Scheduler实现InstanceListener接口的
- newInstanceAvailable
- @Override
- public void newInstanceAvailable(Instance instance) {
- // synchronize globally for instance changes
- synchronized (this.globalLock) {
- // check we do not already use this instance
- if (!this.allInstances.add(instance)) { //看看是否已经有了这个instance
- throw new IllegalArgumentException("The instance is already contained.");
- }
- try {
- // make sure we get notifications about slots becoming available
- instance.setSlotAvailabilityListener(this); //加上SlotAvailabilityListener,当slot ready的时候,可以被通知
- // store the instance in the by-host-lookup
- String instanceHostName = instance.getTaskManagerLocation().getHostname();
- Set<Instance> instanceSet = allInstancesByHost.get(instanceHostName); // HashMap<String, Set<Instance>> allInstancesByHost
- if (instanceSet == null) {
- instanceSet = new HashSet<Instance>();
- allInstancesByHost.put(instanceHostName, instanceSet);
- }
- instanceSet.add(instance);
- // add it to the available resources and let potential waiters know
- this.instancesWithAvailableResources.put(instance.getTaskManagerID(), instance); // Map<ResourceID, Instance> instancesWithAvailableResources
- // add all slots as available
- for (int i = 0; i < instance.getNumberOfAvailableSlots(); i++) { //多次触发newSlotAvailable
- newSlotAvailable(instance);
- }
- }
- catch (Throwable t) {
- LOG.error("Scheduler could not add new instance " + instance, t);
- removeInstance(instance);
- }
- }
- }
newInstanceAvailable,何时被调用,
JobManager
- case msg @ RegisterTaskManager(
- resourceId,
- connectionInfo,
- hardwareInformation,
- numberOfSlots) =>
- val instanceID = instanceManager.registerTaskManager(
- taskManagerGateway,
- connectionInfo,
- hardwareInformation,
- numberOfSlots)
InstanceManager
- public InstanceID registerTaskManager(
- TaskManagerGateway taskManagerGateway,
- TaskManagerLocation taskManagerLocation,
- HardwareDescription resources,
- int numberOfSlots) {
- synchronized (this.lock) {
- InstanceID instanceID = new InstanceID();
- Instance host = new Instance(
- taskManagerGateway,
- taskManagerLocation,
- instanceID,
- resources,
- numberOfSlots);
- // notify all listeners (for example the scheduler)

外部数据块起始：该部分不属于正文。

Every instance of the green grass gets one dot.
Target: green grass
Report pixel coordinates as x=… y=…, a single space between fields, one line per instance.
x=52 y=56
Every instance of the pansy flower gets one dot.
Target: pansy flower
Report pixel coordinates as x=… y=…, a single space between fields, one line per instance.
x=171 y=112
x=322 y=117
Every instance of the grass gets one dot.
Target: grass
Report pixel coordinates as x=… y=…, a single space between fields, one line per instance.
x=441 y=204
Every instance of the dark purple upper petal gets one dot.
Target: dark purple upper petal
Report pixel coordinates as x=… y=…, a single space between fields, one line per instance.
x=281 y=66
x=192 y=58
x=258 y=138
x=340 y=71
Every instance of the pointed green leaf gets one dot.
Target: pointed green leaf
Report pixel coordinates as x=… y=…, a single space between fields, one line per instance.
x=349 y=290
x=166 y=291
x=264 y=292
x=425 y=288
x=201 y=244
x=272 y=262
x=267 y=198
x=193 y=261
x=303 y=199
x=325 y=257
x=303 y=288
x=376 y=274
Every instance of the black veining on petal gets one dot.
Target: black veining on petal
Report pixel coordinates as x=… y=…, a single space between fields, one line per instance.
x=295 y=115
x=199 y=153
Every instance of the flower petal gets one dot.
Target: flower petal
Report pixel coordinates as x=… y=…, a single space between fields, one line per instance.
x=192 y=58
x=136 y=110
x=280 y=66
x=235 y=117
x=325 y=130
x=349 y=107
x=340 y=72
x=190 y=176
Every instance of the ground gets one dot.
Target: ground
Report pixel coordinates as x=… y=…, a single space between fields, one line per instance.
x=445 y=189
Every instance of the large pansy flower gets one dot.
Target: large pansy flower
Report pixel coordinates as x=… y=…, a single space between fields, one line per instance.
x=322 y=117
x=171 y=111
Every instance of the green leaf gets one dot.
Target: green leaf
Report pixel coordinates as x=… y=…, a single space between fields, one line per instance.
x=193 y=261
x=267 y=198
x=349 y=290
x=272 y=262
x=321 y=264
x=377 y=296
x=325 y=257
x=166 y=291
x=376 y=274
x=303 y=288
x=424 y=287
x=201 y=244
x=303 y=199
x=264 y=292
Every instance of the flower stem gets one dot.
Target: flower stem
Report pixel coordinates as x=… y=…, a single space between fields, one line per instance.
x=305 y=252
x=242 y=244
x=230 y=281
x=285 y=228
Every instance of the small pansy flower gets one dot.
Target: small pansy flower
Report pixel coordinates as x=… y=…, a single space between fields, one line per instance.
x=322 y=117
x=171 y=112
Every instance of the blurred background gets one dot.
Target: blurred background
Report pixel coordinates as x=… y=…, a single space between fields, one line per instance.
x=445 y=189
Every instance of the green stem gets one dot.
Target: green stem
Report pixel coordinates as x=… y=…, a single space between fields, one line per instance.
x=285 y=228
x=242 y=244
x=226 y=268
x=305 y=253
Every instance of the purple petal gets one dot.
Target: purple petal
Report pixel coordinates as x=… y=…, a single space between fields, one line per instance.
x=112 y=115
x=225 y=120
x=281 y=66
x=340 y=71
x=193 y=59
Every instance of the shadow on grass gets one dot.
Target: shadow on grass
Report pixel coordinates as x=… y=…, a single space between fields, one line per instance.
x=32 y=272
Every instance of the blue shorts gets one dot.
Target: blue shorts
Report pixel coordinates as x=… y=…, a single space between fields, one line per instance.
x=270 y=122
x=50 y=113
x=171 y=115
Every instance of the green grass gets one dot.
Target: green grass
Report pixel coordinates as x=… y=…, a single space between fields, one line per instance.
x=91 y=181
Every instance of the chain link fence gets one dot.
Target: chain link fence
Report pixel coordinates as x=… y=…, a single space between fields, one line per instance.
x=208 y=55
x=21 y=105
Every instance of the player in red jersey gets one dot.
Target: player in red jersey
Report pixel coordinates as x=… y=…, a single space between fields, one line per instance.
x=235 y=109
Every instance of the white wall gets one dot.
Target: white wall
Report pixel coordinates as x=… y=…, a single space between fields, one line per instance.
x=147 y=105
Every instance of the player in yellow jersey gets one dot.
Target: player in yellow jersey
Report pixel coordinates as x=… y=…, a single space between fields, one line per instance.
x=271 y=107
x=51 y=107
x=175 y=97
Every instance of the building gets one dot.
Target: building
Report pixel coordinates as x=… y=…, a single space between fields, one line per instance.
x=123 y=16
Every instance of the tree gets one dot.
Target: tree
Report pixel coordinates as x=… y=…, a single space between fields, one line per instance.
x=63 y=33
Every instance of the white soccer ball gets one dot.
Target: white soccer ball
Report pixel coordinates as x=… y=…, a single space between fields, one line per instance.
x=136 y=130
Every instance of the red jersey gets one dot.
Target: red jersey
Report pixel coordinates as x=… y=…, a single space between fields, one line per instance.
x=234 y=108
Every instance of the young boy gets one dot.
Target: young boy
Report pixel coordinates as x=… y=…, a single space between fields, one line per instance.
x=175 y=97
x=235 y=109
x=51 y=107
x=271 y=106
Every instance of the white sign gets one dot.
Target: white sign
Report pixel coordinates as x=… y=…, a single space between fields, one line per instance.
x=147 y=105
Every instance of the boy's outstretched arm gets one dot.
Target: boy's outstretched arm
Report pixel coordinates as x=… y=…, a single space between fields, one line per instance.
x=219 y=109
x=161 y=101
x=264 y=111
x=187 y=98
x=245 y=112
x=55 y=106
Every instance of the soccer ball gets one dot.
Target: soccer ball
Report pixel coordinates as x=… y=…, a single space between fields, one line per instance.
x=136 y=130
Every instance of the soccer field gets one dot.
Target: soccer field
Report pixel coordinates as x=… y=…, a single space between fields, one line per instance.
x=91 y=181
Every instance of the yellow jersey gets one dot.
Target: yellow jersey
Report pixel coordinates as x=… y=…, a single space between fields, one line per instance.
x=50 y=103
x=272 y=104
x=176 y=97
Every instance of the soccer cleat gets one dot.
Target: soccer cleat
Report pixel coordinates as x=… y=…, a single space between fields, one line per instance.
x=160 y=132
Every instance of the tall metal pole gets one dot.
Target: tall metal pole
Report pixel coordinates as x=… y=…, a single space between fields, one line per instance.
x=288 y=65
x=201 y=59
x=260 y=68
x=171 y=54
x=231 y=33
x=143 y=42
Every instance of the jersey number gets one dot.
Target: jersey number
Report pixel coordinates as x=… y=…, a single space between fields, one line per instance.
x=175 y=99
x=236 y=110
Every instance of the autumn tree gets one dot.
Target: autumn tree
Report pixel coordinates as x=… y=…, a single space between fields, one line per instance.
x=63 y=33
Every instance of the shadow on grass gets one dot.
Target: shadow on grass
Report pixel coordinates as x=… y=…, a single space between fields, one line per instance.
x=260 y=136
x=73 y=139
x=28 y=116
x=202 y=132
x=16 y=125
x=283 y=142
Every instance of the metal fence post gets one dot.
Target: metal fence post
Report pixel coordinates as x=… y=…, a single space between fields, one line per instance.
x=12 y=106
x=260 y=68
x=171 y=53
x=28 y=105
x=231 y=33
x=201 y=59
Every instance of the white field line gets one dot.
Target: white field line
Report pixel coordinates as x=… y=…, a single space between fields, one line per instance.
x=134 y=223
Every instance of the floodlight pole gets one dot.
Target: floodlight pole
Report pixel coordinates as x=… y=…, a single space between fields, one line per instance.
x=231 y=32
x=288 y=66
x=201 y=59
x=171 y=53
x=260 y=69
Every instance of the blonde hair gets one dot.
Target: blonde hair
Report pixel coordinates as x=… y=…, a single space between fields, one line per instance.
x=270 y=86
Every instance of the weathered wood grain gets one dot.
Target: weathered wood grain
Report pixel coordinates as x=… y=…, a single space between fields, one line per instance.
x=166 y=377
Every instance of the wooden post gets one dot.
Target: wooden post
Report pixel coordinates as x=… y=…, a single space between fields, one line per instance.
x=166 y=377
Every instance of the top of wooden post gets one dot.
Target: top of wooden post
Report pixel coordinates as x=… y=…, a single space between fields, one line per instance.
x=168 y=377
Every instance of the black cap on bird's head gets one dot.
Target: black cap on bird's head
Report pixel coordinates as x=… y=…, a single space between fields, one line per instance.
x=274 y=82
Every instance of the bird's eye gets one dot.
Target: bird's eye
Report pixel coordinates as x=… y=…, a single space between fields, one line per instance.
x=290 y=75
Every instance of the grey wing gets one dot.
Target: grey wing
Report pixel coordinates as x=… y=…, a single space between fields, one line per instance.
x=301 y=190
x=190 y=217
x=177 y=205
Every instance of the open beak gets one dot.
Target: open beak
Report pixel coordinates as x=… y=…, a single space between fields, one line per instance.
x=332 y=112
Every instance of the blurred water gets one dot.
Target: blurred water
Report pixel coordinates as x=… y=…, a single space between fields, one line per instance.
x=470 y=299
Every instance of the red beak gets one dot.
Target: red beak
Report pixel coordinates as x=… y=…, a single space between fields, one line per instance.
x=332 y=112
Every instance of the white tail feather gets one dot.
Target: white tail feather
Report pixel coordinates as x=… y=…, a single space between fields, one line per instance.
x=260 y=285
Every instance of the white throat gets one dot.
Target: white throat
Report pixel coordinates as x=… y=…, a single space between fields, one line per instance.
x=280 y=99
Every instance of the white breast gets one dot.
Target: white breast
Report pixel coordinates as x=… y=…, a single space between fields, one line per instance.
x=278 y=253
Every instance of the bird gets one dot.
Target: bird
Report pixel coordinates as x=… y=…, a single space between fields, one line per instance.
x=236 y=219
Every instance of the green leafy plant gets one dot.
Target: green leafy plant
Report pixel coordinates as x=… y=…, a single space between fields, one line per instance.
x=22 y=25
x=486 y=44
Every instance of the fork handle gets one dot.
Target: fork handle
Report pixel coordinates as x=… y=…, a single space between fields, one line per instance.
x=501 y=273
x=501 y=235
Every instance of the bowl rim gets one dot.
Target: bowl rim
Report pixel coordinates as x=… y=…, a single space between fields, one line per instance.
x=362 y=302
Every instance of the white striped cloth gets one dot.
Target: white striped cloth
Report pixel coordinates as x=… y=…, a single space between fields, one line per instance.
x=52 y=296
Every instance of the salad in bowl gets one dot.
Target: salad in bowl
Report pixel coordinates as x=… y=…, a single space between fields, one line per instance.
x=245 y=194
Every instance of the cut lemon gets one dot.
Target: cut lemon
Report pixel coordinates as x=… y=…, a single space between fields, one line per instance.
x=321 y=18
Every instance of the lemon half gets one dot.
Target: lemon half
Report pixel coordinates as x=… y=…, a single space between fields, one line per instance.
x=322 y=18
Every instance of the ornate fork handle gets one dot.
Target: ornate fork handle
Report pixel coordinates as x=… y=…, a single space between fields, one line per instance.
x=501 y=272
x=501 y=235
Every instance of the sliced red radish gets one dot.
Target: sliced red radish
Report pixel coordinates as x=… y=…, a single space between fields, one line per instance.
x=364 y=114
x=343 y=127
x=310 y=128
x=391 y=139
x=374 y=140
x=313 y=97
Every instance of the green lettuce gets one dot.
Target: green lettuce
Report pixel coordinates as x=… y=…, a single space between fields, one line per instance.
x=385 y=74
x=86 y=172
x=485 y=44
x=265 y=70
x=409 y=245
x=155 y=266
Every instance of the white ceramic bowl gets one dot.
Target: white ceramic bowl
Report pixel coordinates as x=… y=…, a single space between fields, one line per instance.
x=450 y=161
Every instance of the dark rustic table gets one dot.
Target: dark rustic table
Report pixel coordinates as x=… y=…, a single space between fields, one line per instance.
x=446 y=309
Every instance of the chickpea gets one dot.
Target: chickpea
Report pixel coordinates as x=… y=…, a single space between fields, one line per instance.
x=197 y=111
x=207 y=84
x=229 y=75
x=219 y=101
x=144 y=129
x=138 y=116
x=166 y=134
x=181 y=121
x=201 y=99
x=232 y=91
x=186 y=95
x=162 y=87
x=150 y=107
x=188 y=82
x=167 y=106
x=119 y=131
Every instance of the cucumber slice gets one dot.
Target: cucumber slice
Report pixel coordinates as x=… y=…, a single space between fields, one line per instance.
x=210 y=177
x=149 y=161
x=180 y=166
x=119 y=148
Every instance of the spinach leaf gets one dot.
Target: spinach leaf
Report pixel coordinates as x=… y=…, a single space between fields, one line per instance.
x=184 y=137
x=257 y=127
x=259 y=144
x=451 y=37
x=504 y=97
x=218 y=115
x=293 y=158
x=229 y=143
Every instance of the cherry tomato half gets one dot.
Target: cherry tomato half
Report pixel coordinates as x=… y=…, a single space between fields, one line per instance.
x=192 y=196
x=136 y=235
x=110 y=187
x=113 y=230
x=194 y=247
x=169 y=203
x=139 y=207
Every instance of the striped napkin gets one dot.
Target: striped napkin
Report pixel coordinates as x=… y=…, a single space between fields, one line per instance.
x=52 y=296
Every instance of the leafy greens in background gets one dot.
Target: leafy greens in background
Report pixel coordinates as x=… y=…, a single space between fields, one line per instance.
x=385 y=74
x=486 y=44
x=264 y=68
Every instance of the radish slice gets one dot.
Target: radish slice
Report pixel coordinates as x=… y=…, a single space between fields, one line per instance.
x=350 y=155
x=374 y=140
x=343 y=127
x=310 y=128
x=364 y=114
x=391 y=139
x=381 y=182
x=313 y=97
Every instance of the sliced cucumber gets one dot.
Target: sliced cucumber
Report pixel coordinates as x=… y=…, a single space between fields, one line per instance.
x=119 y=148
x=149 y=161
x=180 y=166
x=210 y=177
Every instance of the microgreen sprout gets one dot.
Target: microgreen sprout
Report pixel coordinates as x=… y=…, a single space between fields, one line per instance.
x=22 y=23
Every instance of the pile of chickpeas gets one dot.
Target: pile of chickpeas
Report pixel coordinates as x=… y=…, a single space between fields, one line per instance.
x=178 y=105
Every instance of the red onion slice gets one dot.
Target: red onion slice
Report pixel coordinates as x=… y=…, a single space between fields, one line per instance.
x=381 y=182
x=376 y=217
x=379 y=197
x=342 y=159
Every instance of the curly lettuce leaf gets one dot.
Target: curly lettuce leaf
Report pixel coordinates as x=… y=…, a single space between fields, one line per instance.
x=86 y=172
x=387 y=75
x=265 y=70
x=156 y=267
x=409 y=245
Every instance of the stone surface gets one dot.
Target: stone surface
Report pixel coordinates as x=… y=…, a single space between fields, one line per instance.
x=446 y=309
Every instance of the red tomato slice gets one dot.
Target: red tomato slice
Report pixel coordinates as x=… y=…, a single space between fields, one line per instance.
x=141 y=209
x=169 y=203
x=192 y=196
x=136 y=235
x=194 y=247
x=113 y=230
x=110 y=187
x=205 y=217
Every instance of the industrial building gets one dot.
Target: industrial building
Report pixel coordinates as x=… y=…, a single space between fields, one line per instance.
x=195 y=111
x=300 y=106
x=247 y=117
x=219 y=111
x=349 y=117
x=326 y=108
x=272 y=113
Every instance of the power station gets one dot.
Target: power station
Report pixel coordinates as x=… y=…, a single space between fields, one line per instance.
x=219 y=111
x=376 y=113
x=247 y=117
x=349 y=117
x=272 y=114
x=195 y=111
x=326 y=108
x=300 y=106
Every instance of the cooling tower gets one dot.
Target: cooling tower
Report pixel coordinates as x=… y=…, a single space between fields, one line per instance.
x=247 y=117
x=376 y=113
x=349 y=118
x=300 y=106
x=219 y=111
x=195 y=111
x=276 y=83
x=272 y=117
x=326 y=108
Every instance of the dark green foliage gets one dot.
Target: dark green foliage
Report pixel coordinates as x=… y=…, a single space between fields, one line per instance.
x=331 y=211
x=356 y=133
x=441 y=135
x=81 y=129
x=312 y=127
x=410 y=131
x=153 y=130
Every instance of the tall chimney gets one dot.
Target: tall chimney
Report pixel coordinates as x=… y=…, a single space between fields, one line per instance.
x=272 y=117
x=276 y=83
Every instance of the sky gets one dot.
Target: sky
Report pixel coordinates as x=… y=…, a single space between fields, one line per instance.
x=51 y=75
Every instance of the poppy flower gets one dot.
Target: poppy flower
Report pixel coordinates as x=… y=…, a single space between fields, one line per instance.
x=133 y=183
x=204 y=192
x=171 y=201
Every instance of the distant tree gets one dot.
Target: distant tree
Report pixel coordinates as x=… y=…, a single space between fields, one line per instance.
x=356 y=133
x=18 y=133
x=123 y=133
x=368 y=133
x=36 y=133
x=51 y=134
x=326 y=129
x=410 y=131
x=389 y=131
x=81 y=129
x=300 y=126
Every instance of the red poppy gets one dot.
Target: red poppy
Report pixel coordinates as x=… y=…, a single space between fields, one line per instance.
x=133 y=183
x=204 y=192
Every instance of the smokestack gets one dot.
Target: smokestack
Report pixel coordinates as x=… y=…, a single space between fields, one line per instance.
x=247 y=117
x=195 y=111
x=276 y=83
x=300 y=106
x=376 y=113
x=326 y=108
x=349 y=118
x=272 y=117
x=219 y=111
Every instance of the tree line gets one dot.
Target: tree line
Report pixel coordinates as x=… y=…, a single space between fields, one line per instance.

- notifyNewInstance(host);
- return instanceID;
- }
- }
- private void notifyNewInstance(Instance instance) {
- synchronized (this.instanceListeners) {
- for (InstanceListener listener : this.instanceListeners) {
- try {
- listener.newInstanceAvailable(instance);
- }
- catch (Throwable t) {
- LOG.error("Notification of new instance availability failed.", t);
- }
- }
- }
- }
Scheduler还是实现SlotAvailabilityListener
会调用newSlotAvailable
逻辑只是check是否有待分配的task,当有新的slot ready的时候,把queuedTask的future complete掉
- @Override
- public void newSlotAvailable(final Instance instance) {
- // WARNING: The asynchrony here is necessary, because we cannot guarantee the order
- // of lock acquisition (global scheduler, instance) and otherwise lead to potential deadlocks:
- //
- // -> The scheduler needs to grab them (1) global scheduler lock
- // (2) slot/instance lock
- // -> The slot releasing grabs (1) slot/instance (for releasing) and
- // (2) scheduler (to check whether to take a new task item
- //
- // that leads with a high probability to deadlocks, when scheduling fast
- this.newlyAvailableInstances.add(instance);
- Futures.future(new Callable<Object>() {
- @Override
- public Object call() throws Exception {
- handleNewSlot();
- return null;
- }
- }, executionContext);
- }
- private void handleNewSlot() {
- synchronized (globalLock) {
- Instance instance = this.newlyAvailableInstances.poll();
- if (instance == null || !instance.hasResourcesAvailable()) {
- // someone else took it
- return;
- }
- QueuedTask queued = taskQueue.peek(); //如果有待分配的task
- // the slot was properly released, we can allocate a new one from that instance
- if (queued != null) {
- ScheduledUnit task = queued.getTask();
- ExecutionVertex vertex = task.getTaskToExecute().getVertex();
- try {
- SimpleSlot newSlot = instance.allocateSimpleSlot(vertex.getJobId()); //从instance分配一个simpleSlot
- if (newSlot != null) {
- // success, remove from the task queue and notify the future
- taskQueue.poll();
- if (queued.getFuture() != null) {
- try {
- queued.getFuture().complete(newSlot); //complete该task的future,有slot了,你不用继续等了
- }
- catch (Throwable t) {
- LOG.error("Error calling allocation future for task " + vertex.getSimpleName(), t);
- task.getTaskToExecute().fail(t);
- }
- }
- }
- }
- catch (InstanceDiedException e) {
- if (LOG.isDebugEnabled()) {
- LOG.debug("Instance " + instance + " was marked dead asynchronously.");
- }
- removeInstance(instance);
- }
- }
- else { //如果没有排队的task,直接把instance放到instancesWithAvailableResources就好
- this.instancesWithAvailableResources.put(instance.getTaskManagerID(), instance);
- }
- }
- }
newSlotAvailable除了当new instance注册时被调用外,还会在Instance.returnAllocatedSlot,即有人释放AllocatedSlot时,会被调用
Flink - Scheduler的更多相关文章
- Flink – JobManager.submitJob
JobManager作为actor, case SubmitJob(jobGraph, listeningBehaviour) => val client = sender() val jobI ...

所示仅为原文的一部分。